Georgia has “moved much closer” to NATO, but there is “still work to be done”, NATO Secretary General, Anders Fogh Rasmussen, said after meeting Georgian PM Irakli Garibashvili in Brussels on February 5.

“Today we see a more mature democracy in your country after free and fair presidential elections last year,” he told the Georgian PM.

Rasmussen said that detailed agenda of the NATO summit, scheduled in Wales in early September, is not yet decided.

“We have seen substance progress in Georgia and I do believe that the progress will be acknowledged and reflected appropriately at the summit,” Rasmussen said.

PM Garibashvili said that Georgia’s reforms are “positively assessed by the Alliance.”

“And we hope that based on those achievements we will be able to advance on our NATO integration path,” the PM said. “Georgia continues to firmly pursue its goal of membership to the North Atlantic Alliance… The government spares no efforts to continue implementation of reforms, which will bring Georgia closer to NATO.”

The NATO Secretary General reiterated that Georgia is “strong and committed” partner of the Alliance, noting its contribution to ISAF mission and a pledge to provide financial support and training to the Afghan forces in NATO’s post-2014 mission, as well as commitment to contribute to NATO’s Response Force in 2015.
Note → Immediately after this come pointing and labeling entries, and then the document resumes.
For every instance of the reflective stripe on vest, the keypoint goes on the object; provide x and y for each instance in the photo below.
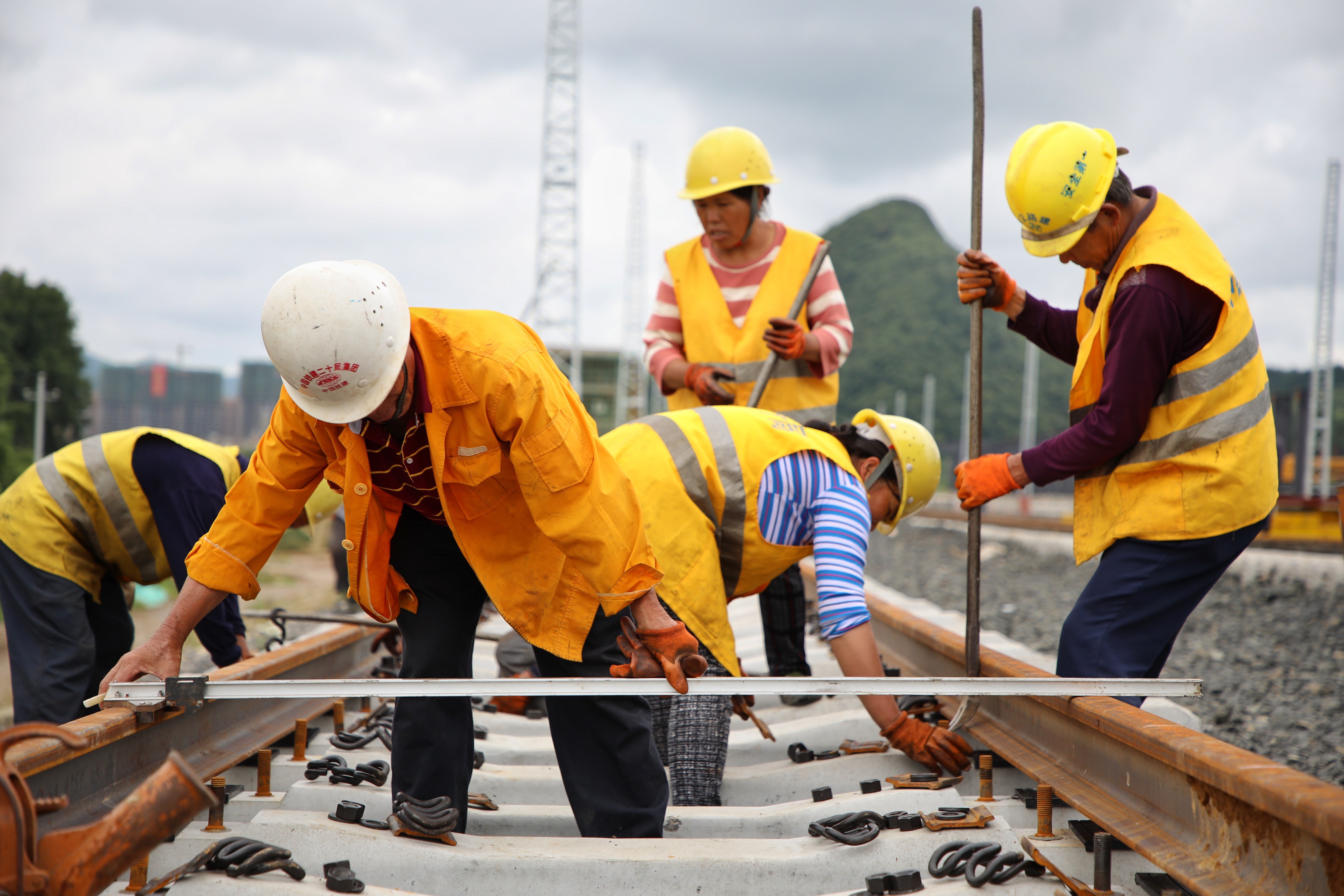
(80, 512)
(69, 504)
(729, 531)
(685, 465)
(115, 506)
“We are working together to reform Georgia’s security forces to help them achieve NATO standards so they are better able to meet any threats facing [Georgia],” Rasmussen said. “The priority now is to continue implementing reforms across all areas including the defense sector, rule of law and local government.”

He expressed concern over decision without prior agreement with Georgia to extend border zone deeper into breakaway Abkhazia ahead and during the Sochi Olympics. He also said that building of fences and barriers across administrative boundary line of Georgia’s breakaway regions was hampering free movement and livelihood of the local population.

“Twenty first century is for bridge-building not fence-building,” the NATO Secretary General said.